TM

Midnight in Peking

Rating

10/10 I picked up this book because I am learning Chinese and I was traveling to visit my girlfriend in Beijing soon. It seemed like a fun thing to read a story set in historical Beijing, so I just searched for a book that included Beijing in the title. Found this one, bought it and got to reading with little to no expectations.

But this book turned out to be a banger! It’s a true crime story that seamlessly blends the murder reconstruction of Pamela Werner and the historical developments of pre-war and WWII Beijing. At one moment you are engrossed in the murder case and at another you are getting the broader context of the times that these people lived in, and how, not just China, but the whole world was slowly but surely falling into a war torn reality.

I’m giving it full marks precisely because of this unique blend of a true crime reconstruction and historical narrative. At times there were passages providing a little too much, seemingly unnecessary detail about the involved people, but in retrospect it made a lot of sense to get these backstories. They made the characters that much more real. Plus the author is clearly a history buff so I am sure he got a great kick from researching and understanding all these life stories and their combined involvement as a whole.

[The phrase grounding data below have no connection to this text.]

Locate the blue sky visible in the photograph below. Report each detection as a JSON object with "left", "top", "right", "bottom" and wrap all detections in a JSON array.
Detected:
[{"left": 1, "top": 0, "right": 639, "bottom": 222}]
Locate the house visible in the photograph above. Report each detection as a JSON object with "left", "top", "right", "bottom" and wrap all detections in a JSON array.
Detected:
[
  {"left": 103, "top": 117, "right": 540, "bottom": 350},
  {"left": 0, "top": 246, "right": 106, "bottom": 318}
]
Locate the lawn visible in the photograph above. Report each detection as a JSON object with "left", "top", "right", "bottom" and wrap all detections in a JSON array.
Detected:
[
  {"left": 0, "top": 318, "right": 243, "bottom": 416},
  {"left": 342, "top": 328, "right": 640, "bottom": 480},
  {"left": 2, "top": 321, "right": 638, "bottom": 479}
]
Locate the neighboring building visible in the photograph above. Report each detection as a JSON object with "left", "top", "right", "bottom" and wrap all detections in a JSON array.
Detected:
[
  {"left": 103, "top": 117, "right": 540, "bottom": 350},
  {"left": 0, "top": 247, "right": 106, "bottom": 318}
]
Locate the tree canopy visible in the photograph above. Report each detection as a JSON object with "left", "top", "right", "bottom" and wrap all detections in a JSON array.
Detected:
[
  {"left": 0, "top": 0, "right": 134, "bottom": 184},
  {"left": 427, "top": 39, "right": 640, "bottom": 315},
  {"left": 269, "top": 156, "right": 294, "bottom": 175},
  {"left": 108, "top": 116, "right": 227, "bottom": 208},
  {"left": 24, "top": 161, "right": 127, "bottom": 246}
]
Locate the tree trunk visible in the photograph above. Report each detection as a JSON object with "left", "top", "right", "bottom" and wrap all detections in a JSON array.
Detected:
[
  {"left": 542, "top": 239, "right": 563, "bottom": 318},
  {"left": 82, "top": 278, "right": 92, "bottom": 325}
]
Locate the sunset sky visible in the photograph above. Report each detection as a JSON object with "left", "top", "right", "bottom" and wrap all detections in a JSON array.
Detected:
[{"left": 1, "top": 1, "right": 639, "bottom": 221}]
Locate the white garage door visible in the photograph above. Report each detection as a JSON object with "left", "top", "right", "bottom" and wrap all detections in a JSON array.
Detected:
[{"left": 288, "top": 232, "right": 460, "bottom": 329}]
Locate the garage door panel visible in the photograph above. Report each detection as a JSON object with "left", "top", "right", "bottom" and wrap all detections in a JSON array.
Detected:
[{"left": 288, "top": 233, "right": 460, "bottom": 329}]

The end of the book also explains that the book is mostly based on a pile of documents that the author found in some long-forgotten box in an old British library. I found this very cool because it’s makes it such a serendipitous discovery that lead to a re-telling of a story that would have otherwise be forever forgotten.

Synopsis

It’s 1937 and China is about to fall into a full scale war with Japan under the Japanese occupation. Beijing is swelling in immigrants from the countryside who are trying to escape Japanese and famine. Meanwhile, the few foreigners living in Beijing are divided into the rich inhabitants of the Legation quarter and poor outcasts of the “Badlands”. Pamela Werner is an adoptive daughter of a former British diplomat who’s part of the foreign elite. During her Christmas break of 1937 she doesn’t return home one day. The next morning, her body is found under a nearby city gate but if she didn’t wear her expensive watch, you wouldn’t be able to tell it’s her. She has been murder and savagely mutilated. The whole of Beijing is shocked and an inquiry into the matter is immediately taken up by the police. The Chinese and British foreign police join forces but ultimately find no suspect and the case falls into the background. However, Pamela’s father doesn’t give up and funds a private investigation of his own. He produces several lengthy reports of his findings and demands the British foreign police to reopen the matter. But they never do so - the are covering someone’s back and their own face…

Notes

  • After thinking about what rating I would give this book, I came to the conclusion that my rating of 10/10 is probably heavily distorted by the peak-end bias. Especially for a true crime story like this one, the big reveal of what actually happened comes at the end. Likewise, there is a part somewhere around the middle where the story is the most juiciest, creating the peak of engagement. The rest of this book in particular, although interesting, probably doesn’t warrant a 10 out of 10. So my rating clearly suffered from assessing the book at the end, where it was the most interesting, and mostly remembering the peak of the story when thinking back about what rating I should give it.
  • Maybe for the future I should start rating books at several points in time and average the ratings out at the end. I could give a rating at every reading instance, which is usually once a day. Will try it, I think it will create its own problems but might be a more reliable measurement for book comparison.